I am having Spark 1.6.2 cluster with Hadoop YARN, Oozie. I have installed Zeppelin 0.6.1(Binary package with all interpreters: zeppelin-0.6.1-bin-all.tgz). When I am trying to use SparkR script with %spark.r interpreter,
我有Spark 1.6.2集群和Hadoop纱,Oozie。我已经安装了Zeppelin 0.6.1(带有所有解释器的二进制包:Zeppelin -0.6 -bin-all.tgz)。当我尝试使用带有%spark的SparkR脚本时。r翻译,
%spark.r
# Creating SparkConext and connecting to Cloudant DB
sc1 <- sparkR.init(sparkEnv = list("cloudant.host"="host_name","cloudant.username"="user_name","cloudant.password"="password", "jsonstore.rdd.schemaSampleSize"="-1"))
# Database to be connected to extract the data
database <- "sensordata"
# Creating Spark SQL Context
sqlContext <- sparkRSQL.init(sc)
# Creating DataFrame for the "sensordata" Cloudant DB
sensorDataDF <- read.df(sqlContext, database, header='true', source = "com.cloudant.spark",inferSchema='true')
# Get basic information about the DataFrame(sensorDataDF)
printSchema(sensorDataDF)
I am getting the following error(log):
我得到以下错误(日志):
ERROR [2016-08-25 03:28:37,336] (
{Thread-77}
JobProgressPoller.java[run]:54) - Can not get or update progress
org.apache.zeppelin.interpreter.InterpreterException: org.apache.thrift.transport.TTransportException
at org.apache.zeppelin.interpreter.remote.RemoteInterpreter.getProgress(RemoteInterpreter.java:373)
at org.apache.zeppelin.interpreter.LazyOpenInterpreter.getProgress(LazyOpenInterpreter.java:111)
at org.apache.zeppelin.notebook.Paragraph.progress(Paragraph.java:237)
at org.apache.zeppelin.scheduler.JobProgressPoller.run(JobProgressPoller.java:51)
Caused by: org.apache.thrift.transport.TTransportException
at org.apache.thrift.transport.TIOStreamTransport.read(TIOStreamTransport.java:132)
at org.apache.thrift.transport.TTransport.readAll(TTransport.java:86)
at org.apache.thrift.protocol.TBinaryProtocol.readAll(TBinaryProtocol.java:429)
at org.apache.thrift.protocol.TBinaryProtocol.readI32(TBinaryProtocol.java:318)
at org.apache.thrift.protocol.TBinaryProtocol.readMessageBegin(TBinaryProtocol.java:219)

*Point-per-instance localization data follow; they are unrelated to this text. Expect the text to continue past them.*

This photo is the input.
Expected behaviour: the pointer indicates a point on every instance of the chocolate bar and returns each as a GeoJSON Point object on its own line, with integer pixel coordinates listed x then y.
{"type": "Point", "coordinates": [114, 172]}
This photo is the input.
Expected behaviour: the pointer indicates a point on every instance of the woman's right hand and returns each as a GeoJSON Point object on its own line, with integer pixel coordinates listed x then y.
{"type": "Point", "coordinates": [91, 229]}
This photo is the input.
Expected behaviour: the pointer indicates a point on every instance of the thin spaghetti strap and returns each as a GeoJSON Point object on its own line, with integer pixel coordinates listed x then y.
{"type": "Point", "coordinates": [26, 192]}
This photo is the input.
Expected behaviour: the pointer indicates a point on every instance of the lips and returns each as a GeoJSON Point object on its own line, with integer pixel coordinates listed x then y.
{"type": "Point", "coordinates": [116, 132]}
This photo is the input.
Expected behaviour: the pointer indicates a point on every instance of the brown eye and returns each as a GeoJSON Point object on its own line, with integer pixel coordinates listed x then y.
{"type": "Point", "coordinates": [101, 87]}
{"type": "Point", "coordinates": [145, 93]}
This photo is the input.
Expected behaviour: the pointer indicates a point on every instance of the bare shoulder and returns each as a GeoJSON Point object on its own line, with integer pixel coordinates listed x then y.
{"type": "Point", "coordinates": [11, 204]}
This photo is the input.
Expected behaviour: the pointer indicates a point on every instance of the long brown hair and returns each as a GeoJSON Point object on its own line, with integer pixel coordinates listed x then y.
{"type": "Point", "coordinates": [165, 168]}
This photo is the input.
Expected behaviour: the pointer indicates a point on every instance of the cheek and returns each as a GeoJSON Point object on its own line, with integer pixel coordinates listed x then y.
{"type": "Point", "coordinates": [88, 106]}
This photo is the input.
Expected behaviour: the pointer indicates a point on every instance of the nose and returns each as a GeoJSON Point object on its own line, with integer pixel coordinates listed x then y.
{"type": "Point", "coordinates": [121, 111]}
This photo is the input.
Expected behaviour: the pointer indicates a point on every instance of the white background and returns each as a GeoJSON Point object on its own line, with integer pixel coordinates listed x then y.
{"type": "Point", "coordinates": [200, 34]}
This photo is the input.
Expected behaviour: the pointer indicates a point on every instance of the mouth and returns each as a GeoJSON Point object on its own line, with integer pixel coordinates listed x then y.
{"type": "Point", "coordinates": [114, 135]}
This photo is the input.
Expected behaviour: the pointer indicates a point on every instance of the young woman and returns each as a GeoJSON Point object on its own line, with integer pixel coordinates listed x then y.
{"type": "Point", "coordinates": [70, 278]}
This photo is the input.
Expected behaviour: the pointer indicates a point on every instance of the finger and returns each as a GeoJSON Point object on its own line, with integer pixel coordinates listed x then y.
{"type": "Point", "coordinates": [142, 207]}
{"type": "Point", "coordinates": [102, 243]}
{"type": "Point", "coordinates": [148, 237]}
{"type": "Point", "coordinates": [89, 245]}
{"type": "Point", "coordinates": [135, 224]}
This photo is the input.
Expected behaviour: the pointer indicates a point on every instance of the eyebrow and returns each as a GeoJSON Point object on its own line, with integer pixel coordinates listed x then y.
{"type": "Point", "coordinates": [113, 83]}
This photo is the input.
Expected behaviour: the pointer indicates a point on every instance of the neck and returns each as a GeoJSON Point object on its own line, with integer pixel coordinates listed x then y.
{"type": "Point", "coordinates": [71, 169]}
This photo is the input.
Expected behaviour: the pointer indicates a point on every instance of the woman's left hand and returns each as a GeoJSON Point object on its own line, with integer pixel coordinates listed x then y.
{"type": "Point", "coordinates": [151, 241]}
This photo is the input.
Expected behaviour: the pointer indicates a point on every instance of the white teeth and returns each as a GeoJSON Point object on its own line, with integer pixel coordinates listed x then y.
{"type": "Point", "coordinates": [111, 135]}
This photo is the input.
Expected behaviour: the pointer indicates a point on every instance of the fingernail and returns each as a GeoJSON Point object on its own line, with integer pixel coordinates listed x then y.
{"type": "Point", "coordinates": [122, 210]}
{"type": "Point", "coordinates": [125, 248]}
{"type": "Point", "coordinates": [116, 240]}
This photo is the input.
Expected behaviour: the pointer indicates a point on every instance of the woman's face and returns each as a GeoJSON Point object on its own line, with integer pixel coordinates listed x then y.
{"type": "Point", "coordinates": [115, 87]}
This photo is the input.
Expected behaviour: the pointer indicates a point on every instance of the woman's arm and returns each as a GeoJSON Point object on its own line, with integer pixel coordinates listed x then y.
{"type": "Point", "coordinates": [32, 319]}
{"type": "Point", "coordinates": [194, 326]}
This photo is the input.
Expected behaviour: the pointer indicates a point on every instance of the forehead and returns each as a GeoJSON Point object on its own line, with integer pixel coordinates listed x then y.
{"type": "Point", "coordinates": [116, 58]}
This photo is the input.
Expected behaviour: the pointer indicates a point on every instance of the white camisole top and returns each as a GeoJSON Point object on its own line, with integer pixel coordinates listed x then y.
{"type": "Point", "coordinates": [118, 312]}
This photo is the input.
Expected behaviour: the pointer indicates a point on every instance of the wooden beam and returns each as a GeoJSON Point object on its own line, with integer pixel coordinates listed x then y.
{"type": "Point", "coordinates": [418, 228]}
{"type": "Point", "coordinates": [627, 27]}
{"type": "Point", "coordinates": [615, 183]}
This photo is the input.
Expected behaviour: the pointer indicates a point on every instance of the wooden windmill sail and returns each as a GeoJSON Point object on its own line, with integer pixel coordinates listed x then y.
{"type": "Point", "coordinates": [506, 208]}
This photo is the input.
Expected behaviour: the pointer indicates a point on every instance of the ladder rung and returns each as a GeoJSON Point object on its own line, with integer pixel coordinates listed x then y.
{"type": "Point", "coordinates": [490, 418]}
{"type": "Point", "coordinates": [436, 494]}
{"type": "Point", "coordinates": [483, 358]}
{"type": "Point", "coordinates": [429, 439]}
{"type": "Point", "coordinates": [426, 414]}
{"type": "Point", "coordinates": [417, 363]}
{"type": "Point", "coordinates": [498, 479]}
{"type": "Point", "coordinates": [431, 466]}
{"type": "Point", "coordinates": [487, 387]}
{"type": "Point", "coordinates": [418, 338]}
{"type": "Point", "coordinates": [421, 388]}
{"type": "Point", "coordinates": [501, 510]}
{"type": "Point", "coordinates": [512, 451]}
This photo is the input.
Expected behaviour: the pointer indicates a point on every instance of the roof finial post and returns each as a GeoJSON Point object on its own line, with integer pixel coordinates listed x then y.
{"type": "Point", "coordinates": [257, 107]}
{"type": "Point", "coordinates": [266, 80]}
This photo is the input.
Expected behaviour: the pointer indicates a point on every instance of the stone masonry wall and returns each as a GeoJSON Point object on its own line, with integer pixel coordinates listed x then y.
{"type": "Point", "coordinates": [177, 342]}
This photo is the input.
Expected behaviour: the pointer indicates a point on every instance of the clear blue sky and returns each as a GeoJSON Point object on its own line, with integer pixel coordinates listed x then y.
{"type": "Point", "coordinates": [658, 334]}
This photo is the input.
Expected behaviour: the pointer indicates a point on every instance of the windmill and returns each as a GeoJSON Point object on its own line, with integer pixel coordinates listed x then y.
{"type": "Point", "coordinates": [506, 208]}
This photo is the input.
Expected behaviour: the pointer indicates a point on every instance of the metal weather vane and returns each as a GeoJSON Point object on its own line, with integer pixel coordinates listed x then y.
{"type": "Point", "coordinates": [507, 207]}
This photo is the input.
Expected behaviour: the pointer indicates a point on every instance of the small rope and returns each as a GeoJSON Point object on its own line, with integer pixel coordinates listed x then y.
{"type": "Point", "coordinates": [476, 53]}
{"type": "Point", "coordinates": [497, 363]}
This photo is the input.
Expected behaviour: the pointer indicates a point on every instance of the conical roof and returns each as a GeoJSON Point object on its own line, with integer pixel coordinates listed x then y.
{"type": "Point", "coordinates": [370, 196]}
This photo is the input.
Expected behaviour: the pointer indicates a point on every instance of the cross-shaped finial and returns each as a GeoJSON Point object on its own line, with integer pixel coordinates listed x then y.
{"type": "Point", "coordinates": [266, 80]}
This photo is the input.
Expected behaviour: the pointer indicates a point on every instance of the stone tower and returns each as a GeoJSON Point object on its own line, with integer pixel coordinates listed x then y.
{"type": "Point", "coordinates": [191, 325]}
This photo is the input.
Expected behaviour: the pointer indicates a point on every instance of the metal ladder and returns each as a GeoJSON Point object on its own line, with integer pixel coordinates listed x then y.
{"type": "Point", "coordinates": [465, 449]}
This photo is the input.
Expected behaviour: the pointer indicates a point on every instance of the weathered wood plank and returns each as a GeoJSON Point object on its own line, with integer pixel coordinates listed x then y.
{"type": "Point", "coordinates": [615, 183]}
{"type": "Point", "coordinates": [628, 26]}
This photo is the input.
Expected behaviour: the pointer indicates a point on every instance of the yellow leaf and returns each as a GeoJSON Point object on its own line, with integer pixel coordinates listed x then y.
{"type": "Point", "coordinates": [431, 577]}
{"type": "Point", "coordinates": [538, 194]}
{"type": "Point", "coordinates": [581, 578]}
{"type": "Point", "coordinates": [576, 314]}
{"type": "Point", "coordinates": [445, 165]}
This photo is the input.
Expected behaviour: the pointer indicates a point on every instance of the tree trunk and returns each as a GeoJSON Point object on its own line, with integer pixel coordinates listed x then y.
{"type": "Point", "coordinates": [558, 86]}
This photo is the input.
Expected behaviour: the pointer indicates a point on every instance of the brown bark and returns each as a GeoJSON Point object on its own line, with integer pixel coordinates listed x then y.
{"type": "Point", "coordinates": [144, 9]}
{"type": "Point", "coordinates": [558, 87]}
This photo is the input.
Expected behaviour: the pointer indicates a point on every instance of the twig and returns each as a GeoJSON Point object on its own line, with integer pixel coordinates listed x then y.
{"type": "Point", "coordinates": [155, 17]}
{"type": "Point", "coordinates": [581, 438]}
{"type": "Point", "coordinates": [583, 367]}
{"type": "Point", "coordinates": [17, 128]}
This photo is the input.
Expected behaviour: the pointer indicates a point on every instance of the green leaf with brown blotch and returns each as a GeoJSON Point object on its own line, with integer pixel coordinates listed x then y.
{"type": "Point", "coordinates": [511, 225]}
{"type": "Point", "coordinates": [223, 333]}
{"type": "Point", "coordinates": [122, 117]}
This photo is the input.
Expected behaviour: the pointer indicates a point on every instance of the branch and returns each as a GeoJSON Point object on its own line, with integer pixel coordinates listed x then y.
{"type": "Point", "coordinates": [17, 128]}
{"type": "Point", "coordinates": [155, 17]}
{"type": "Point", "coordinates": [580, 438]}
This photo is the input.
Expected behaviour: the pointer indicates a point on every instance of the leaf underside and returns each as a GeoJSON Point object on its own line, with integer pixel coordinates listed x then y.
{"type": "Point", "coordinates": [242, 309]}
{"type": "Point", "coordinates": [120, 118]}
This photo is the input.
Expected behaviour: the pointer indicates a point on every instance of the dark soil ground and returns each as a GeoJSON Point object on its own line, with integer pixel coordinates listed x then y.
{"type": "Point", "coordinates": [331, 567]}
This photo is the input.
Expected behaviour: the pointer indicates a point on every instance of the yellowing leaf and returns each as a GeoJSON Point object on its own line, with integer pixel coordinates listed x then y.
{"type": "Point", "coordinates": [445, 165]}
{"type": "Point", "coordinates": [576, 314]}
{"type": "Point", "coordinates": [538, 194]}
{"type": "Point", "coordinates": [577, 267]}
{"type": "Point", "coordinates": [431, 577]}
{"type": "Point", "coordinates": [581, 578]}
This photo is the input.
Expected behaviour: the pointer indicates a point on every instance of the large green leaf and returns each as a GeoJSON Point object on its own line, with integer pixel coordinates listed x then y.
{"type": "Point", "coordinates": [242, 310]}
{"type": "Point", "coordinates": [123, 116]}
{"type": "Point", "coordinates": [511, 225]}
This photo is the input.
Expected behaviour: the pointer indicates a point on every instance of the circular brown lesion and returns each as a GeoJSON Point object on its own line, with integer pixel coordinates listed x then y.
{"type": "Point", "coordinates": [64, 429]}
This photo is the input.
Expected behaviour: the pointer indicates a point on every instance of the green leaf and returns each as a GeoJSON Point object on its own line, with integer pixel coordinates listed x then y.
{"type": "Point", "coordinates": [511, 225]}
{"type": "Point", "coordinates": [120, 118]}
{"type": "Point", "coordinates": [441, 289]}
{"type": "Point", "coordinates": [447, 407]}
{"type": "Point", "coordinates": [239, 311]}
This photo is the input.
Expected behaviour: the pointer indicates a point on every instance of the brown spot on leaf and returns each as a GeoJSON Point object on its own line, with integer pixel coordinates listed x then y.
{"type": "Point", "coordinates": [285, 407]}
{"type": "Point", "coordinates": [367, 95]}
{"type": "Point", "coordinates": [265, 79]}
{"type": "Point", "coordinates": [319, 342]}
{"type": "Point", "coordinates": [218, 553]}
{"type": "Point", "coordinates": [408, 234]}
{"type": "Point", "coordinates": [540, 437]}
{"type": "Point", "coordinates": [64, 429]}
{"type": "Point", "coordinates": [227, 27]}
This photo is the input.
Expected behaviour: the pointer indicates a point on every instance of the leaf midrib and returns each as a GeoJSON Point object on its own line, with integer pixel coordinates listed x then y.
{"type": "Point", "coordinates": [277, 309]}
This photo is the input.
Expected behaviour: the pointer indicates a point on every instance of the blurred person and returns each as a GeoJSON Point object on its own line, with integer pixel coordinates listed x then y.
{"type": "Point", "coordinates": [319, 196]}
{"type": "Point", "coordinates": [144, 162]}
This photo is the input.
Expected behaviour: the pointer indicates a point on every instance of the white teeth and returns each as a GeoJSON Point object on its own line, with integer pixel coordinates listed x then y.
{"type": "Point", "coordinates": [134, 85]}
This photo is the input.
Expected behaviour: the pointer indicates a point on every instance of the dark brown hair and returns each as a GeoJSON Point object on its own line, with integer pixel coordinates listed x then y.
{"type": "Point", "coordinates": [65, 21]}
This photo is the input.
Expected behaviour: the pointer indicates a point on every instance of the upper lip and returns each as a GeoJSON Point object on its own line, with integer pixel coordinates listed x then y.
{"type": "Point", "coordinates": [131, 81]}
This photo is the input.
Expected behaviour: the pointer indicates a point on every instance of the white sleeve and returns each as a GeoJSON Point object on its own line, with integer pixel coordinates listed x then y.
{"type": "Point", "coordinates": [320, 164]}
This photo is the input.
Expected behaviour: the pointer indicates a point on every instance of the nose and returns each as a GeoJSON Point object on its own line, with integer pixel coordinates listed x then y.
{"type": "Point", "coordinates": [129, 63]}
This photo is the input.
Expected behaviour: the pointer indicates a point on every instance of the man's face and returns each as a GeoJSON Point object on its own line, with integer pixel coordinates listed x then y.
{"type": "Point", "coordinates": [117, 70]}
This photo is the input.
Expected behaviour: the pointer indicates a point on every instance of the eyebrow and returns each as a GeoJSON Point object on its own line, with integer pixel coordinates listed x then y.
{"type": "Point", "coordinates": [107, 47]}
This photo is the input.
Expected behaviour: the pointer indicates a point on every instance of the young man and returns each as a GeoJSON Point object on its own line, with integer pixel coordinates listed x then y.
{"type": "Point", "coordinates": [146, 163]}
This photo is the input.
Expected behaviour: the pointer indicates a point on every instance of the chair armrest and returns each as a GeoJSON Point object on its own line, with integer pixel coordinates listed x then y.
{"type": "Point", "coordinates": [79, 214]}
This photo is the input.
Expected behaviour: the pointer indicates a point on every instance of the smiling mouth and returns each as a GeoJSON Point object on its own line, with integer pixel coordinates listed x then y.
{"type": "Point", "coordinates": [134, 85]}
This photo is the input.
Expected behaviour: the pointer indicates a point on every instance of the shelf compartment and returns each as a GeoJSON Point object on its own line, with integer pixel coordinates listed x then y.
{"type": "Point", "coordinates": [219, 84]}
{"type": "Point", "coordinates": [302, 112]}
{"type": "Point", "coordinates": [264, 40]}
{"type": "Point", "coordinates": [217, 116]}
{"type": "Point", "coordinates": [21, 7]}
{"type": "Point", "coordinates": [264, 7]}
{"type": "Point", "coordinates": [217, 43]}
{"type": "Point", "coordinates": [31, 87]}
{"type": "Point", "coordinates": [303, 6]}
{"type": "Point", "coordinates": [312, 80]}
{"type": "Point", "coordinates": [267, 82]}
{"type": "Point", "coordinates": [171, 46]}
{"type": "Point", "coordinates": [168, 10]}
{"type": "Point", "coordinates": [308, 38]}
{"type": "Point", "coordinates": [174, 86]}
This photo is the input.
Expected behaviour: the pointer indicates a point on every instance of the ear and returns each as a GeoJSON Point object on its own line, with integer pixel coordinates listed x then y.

at org.apache.thrift.TServiceClient.receiveBase(TServiceClient.java:69)
at org.apache.zeppelin.interpreter.thrift.RemoteInterpreterService$Client.recv_getProgress(RemoteInterpreterService.java:296)
at org.apache.zeppelin.interpreter.thrift.RemoteInterpreterService$Client.getProgress(RemoteInterpreterService.java:281)
at org.apache.zeppelin.interpreter.remote.RemoteInterpreter.getProgress(RemoteInterpreter.java:370)
... 3 more
Help would be much appreciated.
非常感谢你的帮助。
2 个解决方案
#1
0
I faced the same similar issue after migrating to 0.6.1. The issue is Zeppelin is built with scala 2.11 and Apache Spark 1.6.2 is built with scala 2.10. You need to build spark 1.6.x with scala 2.11 or migrate your spark code to 2.0.0
在迁移到0.6.1之后,我遇到了同样的问题。问题是Zeppelin是用scala 2.11构建的,Apache Spark 1.6.2是用scala 2.10构建的。你需要建立spark 1.6。使用scala 2.11或将您的spark代码迁移到2.0.0
#2
0
Setting local[2] in the interpreter section fixed my issues. This was originally suggested by vgunnu
在解释器部分设置本地[2]解决了我的问题。这最初是由vgunnu提出的
"Try setting spark master as local[2], if that works, you might be missing few environmental variables in env file – vgunnu Aug 25 at 4:37"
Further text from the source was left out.